Quase todos os espectadores dos desfiles, da primeira fila aos que assistem em pé lá no fundo, agora chegam com seus celulares nas mãos e seu aplicativo do Instagram aberto.

Os celulares dotados de câmeras que todo mundo carrega se tornaram tão comuns que Danielle Sherman, diretora de criação da Edun, diz que quando pediu 5 iPhones emprestados a um diretor —equipado com uma bateria de 20 deles— para que criasse um vídeo de seu desfile para o outono de 2014, quase ninguém estranhou. "Ninguém comentou, ou questionou, ou mesmo percebeu", ela disse.

Essa é a moda na era do Instagram, um período inspirador no qual a mídia digital está mudando a maneira pela qual as roupas são apresentadas e mesmo a maneira pela qual são desenhadas. Os desfiles são calibrados para servir como experiências socialmente compartilhadas, e a moda mesma é redimensionada para capturar os olhares em telas bidimensionais, o que leva alguns céticos a imaginar o que está sendo perdido ou sacrificado agora que a moda é apenas o combustível de uma máquina digital.
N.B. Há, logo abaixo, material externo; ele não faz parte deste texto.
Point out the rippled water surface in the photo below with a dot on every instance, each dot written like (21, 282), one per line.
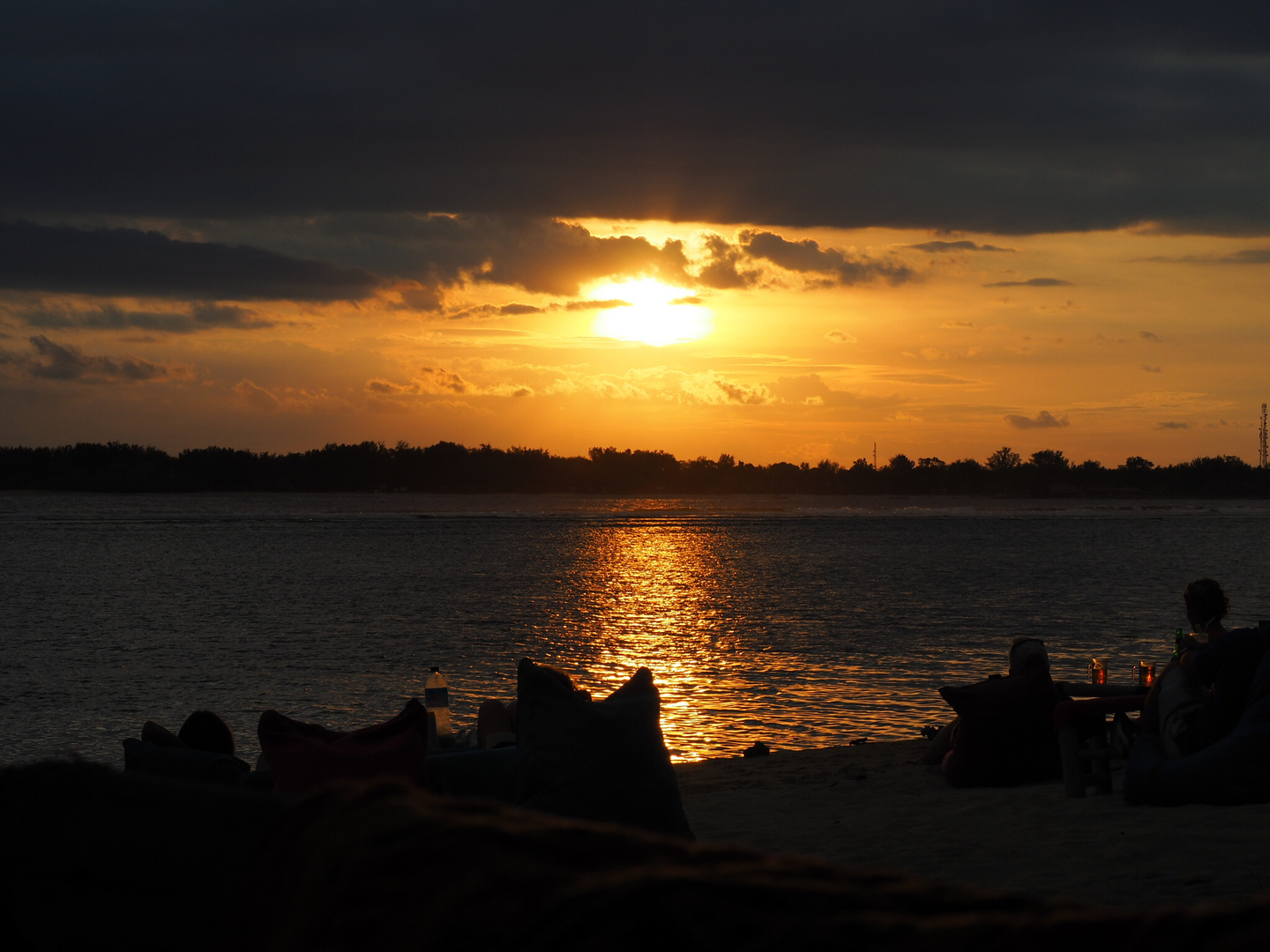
(800, 622)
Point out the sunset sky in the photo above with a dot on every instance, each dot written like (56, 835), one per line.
(781, 231)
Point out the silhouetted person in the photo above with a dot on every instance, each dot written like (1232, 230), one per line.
(1200, 695)
(205, 730)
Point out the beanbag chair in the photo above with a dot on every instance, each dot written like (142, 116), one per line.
(1005, 735)
(303, 755)
(1235, 770)
(596, 759)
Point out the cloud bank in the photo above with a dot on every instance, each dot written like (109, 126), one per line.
(978, 115)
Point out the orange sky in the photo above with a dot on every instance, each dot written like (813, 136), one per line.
(1125, 343)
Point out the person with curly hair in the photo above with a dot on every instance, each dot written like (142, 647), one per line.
(1201, 693)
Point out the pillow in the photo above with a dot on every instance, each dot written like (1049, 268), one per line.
(182, 763)
(303, 755)
(1006, 734)
(596, 761)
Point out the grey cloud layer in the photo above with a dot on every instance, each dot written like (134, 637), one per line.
(981, 115)
(146, 263)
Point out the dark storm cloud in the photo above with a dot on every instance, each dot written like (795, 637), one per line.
(1030, 283)
(536, 254)
(807, 256)
(68, 362)
(1247, 256)
(938, 247)
(150, 264)
(112, 317)
(967, 115)
(1042, 420)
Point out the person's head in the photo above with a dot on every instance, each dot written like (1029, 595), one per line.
(205, 730)
(1206, 603)
(1022, 651)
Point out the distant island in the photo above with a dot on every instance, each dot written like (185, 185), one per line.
(451, 467)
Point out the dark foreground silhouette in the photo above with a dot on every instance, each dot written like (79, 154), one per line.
(450, 467)
(156, 863)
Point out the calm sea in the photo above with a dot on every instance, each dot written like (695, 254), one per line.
(796, 621)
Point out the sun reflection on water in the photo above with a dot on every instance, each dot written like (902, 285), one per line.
(735, 663)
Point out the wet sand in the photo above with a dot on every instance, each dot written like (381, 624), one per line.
(873, 807)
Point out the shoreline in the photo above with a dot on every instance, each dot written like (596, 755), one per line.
(874, 807)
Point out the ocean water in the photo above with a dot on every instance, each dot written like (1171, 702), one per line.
(796, 621)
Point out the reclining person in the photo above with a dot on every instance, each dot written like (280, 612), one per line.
(1201, 695)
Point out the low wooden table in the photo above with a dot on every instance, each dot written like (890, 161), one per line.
(1090, 764)
(1076, 688)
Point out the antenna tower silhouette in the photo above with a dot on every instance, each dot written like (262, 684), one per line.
(1261, 439)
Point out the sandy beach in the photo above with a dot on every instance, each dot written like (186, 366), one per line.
(873, 807)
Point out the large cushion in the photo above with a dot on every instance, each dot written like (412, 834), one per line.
(183, 763)
(1005, 735)
(306, 755)
(596, 761)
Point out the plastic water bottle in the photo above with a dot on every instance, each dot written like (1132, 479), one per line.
(436, 698)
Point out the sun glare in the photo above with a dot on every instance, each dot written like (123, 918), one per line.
(654, 314)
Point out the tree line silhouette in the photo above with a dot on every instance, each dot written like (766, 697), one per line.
(451, 467)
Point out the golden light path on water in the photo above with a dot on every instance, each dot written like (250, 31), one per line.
(673, 598)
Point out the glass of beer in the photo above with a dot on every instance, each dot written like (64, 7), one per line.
(1097, 672)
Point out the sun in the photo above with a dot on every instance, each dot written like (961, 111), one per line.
(652, 312)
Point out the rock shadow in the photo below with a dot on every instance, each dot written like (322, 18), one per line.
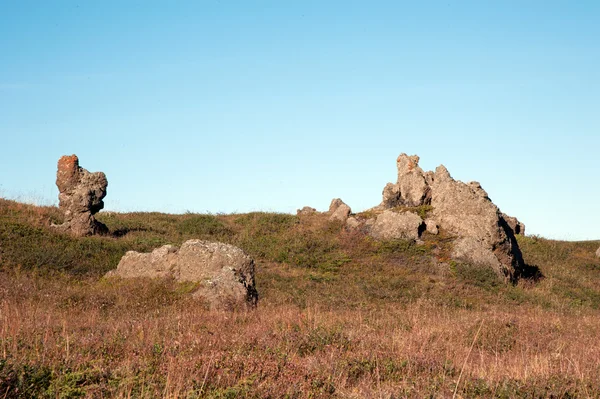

Inquestionavelmente, o advento da mídia digital alterou a os fundamentos da moda, diz o estilista Alexander Wang. "Da forma pela qual gravamos os desfiles à forma pela qual desenhamos e fazemos as roupas, passando pela maneira com que as exibimos, tudo mudou".

A mídia digital também mudou a maneira pela qual a moda é reportada, consumida e compartilhada. As publicações e sites especializados que no passado eram os veículos essenciais para a cobertura das coleções tiveram seu território invadido por operadores individuais. "Vejo os desfiles no Instagram, agora", diz Eva Chen, editora-chefe da "Lucky".

"Em certo sentido, cada pessoa da audiência é um veículo de mídia", diz Keith Baptista, sócio diretor da Prodject, agência de criação que produz desfiles para clientes como Wang, Giorgio Armani e Ralph Lauren. "Estão todos capturando esses momentos nessa experiência ao vivo, para contar suas histórias". (Considere que a conta pessoal de Chen no Instagram, por exemplo, tem mais seguidores que a de sua revista).

Criar uma experiência única —e por definição compartilhável— para os mal acostumados espectadores de desfiles se tornou parte da missão obrigatória dos estilistas. Os desfiles são concebidos para deslumbrar não apenas os presentes mas os seus seguidores.

(Isso pode ser considerado um retorno necessário sobre o investimento, porque, de acordo com Julie Mannion, presidente de serviços de criação da agência de relações públicas e produtora KCD, um grande desfile pode custar entre US$ 2 milhões e US$ 8 milhões, em alguns casos atingindo os US$ 10 milhões, e dura menos de 10 minutos.

Poucos desfiles conseguem concorrer com os da Chanel em termos de exageros teatrais. Mas a companhia estabeleceu um padrão desafiador até para ela mesma, em fevereiro, ao erigir um grande supermercado com prateleiras repletas de 100 mil produtos falsos, criados pela Chanel para o evento. Na seção de carnes, por exemplo, os presuntos tinham o rótulo "Jambon Cambon", uma referência ao nome da rua na qual a Chanel mantém seus escritórios e uma loja.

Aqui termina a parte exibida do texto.